Tre generazioni di donne unite dalla forza.
1° gennaio 1900. Il primo giorno del secolo non è mai come gli altri, men che meno a Tacuarembo, minuscolo villaggio del Sudamerica. La folla è radunata intorno all’albero più grande del paese e non crede ai propri occhi: la piccola Pajarita è tornata. Rifiutata dal padre, era scomparsa pochi mesi dopo la nascita e l’avevano data per morta. Eppure ora è lì, in cima, appollaiata sopra un ramo sottile. Ha un anno ormai e negli occhi grandi, neri e vivaci, ha la stessa luce di quando è nata. Per alcuni si tratta di un miracolo, per altri è una strega, ma una cosa è certa: d’ora in poi per tutti Pajarita sarà «la bambina nata due volte», una ragazzina circondata di mistero, con un talento speciale per curare con le erbe.

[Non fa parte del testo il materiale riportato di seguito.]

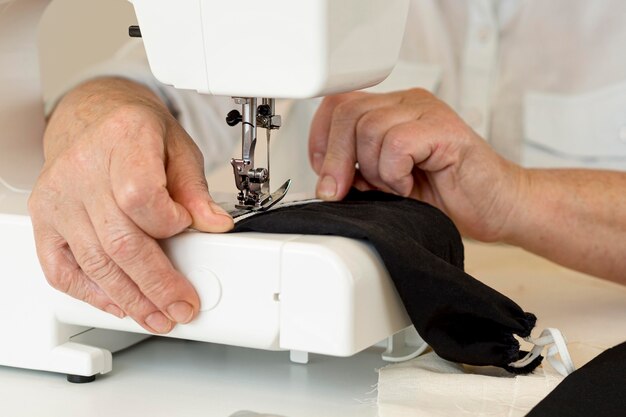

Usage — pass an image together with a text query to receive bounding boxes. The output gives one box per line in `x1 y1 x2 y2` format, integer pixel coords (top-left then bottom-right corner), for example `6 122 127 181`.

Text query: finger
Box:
109 127 192 239
309 92 363 174
51 206 173 334
356 104 420 191
352 170 378 191
317 95 398 201
379 121 435 197
33 226 125 318
167 132 234 233
87 196 200 330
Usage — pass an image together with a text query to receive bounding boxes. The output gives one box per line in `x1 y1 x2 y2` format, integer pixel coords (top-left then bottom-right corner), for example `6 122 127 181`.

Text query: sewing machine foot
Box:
289 350 309 365
67 374 96 384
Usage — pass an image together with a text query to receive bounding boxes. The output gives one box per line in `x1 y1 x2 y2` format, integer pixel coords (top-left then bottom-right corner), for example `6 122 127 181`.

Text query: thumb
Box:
167 134 234 233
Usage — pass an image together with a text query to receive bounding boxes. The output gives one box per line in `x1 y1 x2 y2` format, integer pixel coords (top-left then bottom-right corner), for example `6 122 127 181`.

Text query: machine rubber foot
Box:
67 375 96 384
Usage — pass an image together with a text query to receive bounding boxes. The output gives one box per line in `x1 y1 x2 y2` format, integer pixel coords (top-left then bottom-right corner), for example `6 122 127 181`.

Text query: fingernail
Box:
209 203 230 217
104 304 126 319
167 301 193 324
313 152 324 169
146 311 172 333
317 175 337 200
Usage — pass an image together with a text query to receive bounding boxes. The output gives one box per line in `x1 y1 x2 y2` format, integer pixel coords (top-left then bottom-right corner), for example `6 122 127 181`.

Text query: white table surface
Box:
0 242 626 417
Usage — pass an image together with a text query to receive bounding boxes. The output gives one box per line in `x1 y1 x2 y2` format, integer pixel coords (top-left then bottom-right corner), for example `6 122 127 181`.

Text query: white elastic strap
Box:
509 328 576 376
382 343 428 363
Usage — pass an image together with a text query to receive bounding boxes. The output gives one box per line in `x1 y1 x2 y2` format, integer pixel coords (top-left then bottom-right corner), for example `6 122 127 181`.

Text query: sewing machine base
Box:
0 210 410 382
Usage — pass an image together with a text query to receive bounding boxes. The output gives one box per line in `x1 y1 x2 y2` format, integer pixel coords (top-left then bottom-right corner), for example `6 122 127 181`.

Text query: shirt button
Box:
619 125 626 143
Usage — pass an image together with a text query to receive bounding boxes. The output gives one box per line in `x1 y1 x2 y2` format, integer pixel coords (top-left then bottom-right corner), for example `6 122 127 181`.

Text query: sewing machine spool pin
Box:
226 97 291 211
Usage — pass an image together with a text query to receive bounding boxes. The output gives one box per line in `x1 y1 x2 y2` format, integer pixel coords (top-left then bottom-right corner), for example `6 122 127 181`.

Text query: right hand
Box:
29 79 233 334
309 89 526 241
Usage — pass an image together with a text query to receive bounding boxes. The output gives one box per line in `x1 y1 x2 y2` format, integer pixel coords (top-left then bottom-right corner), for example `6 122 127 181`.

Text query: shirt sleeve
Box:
45 39 240 172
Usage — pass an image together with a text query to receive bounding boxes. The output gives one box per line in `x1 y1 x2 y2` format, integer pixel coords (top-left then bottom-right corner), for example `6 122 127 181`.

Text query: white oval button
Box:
187 267 222 311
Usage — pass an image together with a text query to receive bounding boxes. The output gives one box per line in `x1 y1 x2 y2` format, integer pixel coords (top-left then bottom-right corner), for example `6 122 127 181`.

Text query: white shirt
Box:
402 0 626 170
48 0 626 185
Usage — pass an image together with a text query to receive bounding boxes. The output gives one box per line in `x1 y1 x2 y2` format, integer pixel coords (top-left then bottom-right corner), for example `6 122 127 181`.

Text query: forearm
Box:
503 170 626 284
44 77 169 158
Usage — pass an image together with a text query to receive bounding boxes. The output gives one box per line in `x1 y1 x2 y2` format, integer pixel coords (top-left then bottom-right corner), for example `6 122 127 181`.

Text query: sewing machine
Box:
0 0 420 382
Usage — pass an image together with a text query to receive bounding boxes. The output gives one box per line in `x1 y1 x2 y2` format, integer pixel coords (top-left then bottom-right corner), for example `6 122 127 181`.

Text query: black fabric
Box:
235 190 541 373
528 343 626 417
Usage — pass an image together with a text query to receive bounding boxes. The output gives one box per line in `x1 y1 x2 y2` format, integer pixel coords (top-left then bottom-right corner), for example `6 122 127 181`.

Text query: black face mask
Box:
235 190 542 374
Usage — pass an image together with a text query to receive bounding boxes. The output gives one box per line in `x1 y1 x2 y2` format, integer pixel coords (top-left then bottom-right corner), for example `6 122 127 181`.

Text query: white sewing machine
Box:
0 0 420 382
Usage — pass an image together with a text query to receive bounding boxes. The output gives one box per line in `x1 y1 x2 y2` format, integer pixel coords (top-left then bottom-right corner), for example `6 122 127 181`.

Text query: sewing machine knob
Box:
128 25 141 38
257 104 272 117
226 110 242 126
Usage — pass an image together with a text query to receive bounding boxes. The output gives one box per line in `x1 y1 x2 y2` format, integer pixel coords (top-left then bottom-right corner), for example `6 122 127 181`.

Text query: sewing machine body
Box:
0 0 410 377
0 201 410 376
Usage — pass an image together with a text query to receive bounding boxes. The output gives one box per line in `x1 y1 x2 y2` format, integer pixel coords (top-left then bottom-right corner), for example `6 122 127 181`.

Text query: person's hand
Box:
309 89 525 241
29 79 233 333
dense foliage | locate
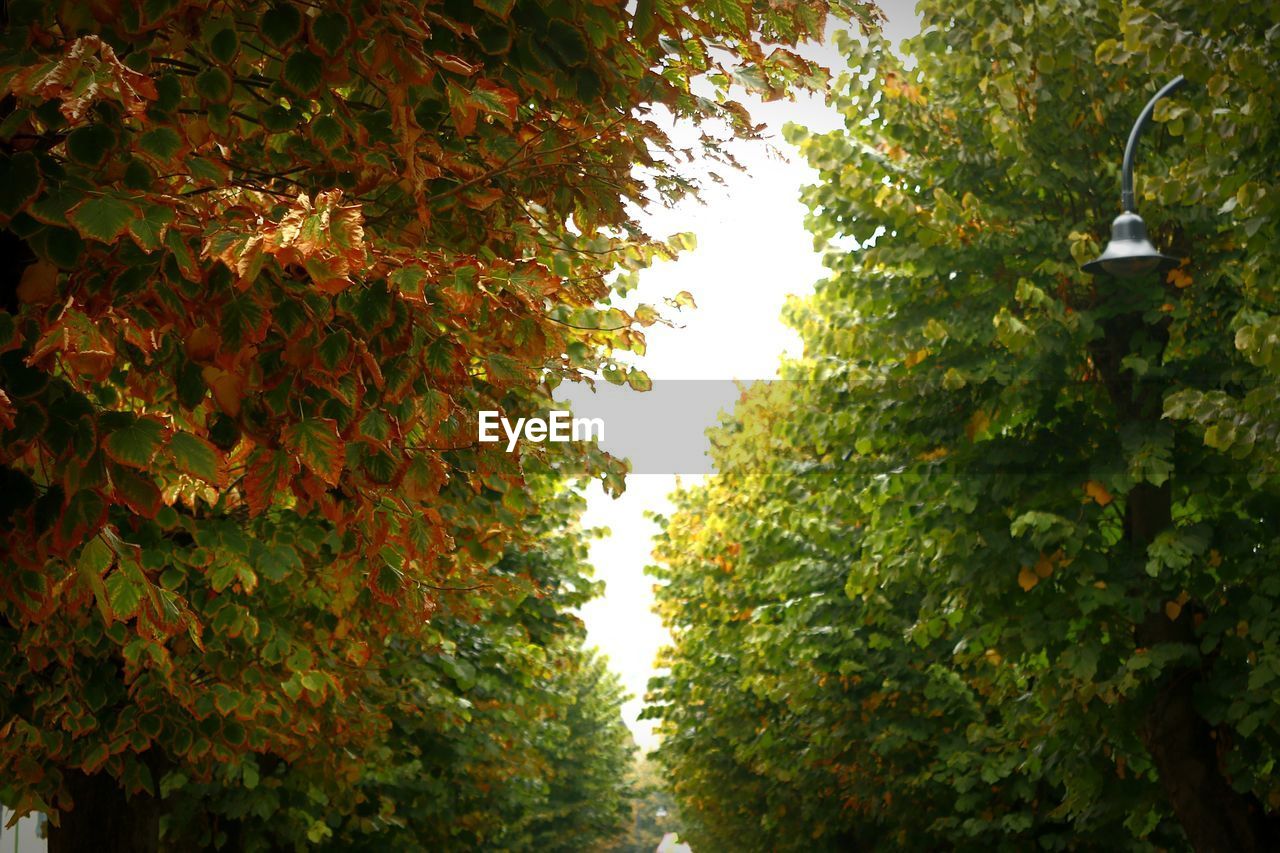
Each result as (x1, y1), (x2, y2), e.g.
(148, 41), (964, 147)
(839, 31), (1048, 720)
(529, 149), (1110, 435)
(0, 0), (869, 849)
(650, 0), (1280, 850)
(605, 756), (684, 853)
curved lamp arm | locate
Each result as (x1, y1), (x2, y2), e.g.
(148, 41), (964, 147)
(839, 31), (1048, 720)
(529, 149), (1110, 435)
(1120, 74), (1187, 213)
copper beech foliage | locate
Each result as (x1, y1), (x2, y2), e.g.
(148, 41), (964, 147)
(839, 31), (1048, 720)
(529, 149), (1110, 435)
(0, 0), (874, 829)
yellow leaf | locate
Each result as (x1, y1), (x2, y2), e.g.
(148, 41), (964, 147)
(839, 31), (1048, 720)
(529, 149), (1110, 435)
(1036, 552), (1053, 578)
(1084, 480), (1115, 506)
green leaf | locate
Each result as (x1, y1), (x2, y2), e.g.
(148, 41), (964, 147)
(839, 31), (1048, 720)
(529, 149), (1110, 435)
(169, 432), (219, 485)
(129, 205), (174, 251)
(311, 12), (351, 56)
(106, 565), (147, 620)
(138, 127), (182, 163)
(284, 50), (324, 93)
(102, 418), (165, 467)
(67, 124), (115, 167)
(196, 68), (232, 104)
(209, 27), (239, 63)
(259, 3), (302, 47)
(476, 0), (516, 20)
(67, 196), (141, 243)
(76, 537), (115, 625)
(0, 151), (42, 216)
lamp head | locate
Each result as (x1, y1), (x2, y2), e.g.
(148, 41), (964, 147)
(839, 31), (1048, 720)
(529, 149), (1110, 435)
(1083, 210), (1178, 277)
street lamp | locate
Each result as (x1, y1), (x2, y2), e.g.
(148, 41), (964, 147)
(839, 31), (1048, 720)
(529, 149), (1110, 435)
(1082, 74), (1187, 275)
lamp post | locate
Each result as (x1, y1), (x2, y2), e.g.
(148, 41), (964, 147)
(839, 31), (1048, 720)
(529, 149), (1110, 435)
(1082, 74), (1187, 275)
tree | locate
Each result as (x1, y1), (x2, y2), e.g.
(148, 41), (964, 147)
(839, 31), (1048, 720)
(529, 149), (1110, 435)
(0, 0), (869, 849)
(653, 3), (1280, 850)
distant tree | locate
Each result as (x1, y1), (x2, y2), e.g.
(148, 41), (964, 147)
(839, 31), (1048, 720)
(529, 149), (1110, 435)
(0, 0), (870, 850)
(650, 0), (1280, 850)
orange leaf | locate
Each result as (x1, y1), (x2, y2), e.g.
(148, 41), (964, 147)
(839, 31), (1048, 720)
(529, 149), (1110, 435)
(18, 261), (58, 305)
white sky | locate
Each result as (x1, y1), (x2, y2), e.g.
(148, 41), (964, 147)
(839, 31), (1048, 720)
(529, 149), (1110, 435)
(581, 0), (919, 751)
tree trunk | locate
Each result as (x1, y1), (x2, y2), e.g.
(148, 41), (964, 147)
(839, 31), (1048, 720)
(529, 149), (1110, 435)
(1093, 315), (1280, 853)
(49, 770), (160, 853)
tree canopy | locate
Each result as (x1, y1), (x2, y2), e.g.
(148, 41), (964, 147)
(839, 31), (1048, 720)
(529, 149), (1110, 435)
(649, 0), (1280, 850)
(0, 0), (873, 849)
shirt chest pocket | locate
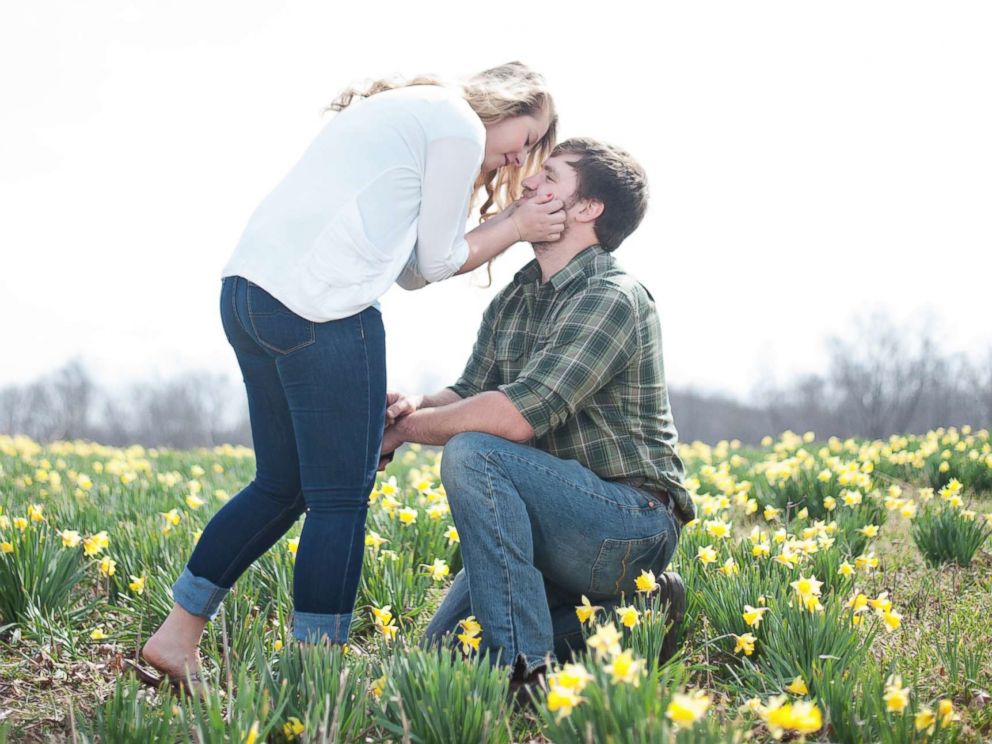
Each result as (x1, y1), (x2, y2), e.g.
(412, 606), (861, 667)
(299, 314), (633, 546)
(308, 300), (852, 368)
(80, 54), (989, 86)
(494, 332), (530, 382)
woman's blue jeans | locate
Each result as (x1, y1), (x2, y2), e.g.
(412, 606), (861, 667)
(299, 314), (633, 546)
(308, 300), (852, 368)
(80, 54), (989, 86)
(173, 276), (386, 643)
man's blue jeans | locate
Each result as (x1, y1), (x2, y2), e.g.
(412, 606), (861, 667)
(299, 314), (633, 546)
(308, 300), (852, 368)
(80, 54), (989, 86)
(173, 277), (386, 642)
(426, 433), (681, 674)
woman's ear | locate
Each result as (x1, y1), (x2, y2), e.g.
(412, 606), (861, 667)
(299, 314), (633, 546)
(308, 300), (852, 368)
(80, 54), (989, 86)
(574, 199), (603, 222)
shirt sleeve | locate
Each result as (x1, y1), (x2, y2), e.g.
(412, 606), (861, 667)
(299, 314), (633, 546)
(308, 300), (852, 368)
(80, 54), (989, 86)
(412, 137), (482, 286)
(396, 250), (429, 290)
(498, 287), (637, 438)
(448, 301), (499, 398)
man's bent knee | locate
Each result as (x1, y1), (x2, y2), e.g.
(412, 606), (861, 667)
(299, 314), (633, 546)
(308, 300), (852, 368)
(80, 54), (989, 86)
(441, 431), (508, 492)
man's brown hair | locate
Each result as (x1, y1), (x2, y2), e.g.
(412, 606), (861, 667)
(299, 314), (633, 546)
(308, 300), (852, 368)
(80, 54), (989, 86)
(551, 137), (648, 252)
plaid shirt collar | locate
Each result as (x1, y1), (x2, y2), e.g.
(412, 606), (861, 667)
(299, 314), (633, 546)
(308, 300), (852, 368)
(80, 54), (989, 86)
(513, 243), (607, 292)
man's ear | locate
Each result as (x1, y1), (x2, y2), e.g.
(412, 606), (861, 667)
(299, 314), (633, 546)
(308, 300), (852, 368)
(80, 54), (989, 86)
(572, 199), (603, 222)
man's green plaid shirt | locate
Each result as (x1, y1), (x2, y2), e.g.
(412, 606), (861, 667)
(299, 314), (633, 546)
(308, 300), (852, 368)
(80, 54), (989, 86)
(451, 245), (695, 522)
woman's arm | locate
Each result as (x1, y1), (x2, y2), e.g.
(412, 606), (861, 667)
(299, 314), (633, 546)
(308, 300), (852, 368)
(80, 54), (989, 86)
(410, 137), (565, 289)
(455, 196), (565, 274)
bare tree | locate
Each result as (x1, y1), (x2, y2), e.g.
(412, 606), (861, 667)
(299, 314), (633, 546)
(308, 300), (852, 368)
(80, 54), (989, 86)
(829, 312), (938, 438)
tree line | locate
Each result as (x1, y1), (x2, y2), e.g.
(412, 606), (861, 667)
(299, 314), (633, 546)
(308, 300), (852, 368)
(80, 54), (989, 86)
(0, 313), (992, 448)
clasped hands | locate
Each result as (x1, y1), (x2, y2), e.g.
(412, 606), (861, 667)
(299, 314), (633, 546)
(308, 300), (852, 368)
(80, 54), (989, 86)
(376, 393), (424, 472)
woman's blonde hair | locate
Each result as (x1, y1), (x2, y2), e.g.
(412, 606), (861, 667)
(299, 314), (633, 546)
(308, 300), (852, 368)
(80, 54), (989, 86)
(329, 62), (558, 222)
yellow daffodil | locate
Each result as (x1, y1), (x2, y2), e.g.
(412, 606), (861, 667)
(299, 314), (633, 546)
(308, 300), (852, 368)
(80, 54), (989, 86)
(365, 530), (389, 552)
(603, 650), (644, 687)
(548, 663), (594, 692)
(282, 716), (306, 741)
(575, 594), (603, 625)
(59, 530), (83, 548)
(937, 698), (961, 728)
(913, 708), (937, 734)
(734, 633), (758, 656)
(586, 623), (620, 659)
(547, 685), (582, 721)
(882, 675), (909, 713)
(100, 555), (117, 576)
(785, 677), (809, 695)
(634, 571), (658, 594)
(617, 607), (641, 628)
(742, 605), (771, 628)
(696, 545), (716, 566)
(427, 558), (451, 581)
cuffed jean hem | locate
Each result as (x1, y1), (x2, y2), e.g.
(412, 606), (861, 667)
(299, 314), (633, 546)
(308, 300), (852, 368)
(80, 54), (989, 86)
(172, 567), (231, 620)
(293, 612), (351, 643)
(513, 651), (555, 678)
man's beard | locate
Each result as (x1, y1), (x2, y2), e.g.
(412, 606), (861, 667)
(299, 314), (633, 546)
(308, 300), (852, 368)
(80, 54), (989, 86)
(531, 194), (579, 253)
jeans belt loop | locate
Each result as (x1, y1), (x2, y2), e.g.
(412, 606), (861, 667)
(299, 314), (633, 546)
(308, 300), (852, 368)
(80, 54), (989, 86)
(616, 475), (671, 506)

Un dono prezioso che anni dopo, ormai donna fiera e determinata, le permette di sopravvivere a Montevideo sola contro tutti, insieme ai propri bambini. Ma la figlia Eva, fragile e tremendamente testarda, non si accontenta di sopravvivere. Vuole realizzare un sogno, diventare poetessa. E per farlo fugge verso le luci di Buenos Aires, la città che scintilla delle promesse di Evita Perón. Eppure quelle luci rischiano di diventare solo un terribile abbaglio. E mentre i fermenti rivoluzionari attraversano con forza tutto il continente, spetta a Salomé, l’ultima discendente, restituire alle donne della sua famiglia e del suo paese quello che si meritano. Lo potrà fare solo lottando e ribellandosi, a costo, forse, di sacrificare il suo bene più grande.
Dalle lussureggianti e incantate colline di Rio de Janeiro ai vicoli oscuri di Montevideo, dalle strade scintillanti di Buenos Aires fino alle piazze rivoluzionarie di Cuba, la storia di tre generazioni di donne indimenticabili intrecciata magnificamente al destino di un continente in continua lotta.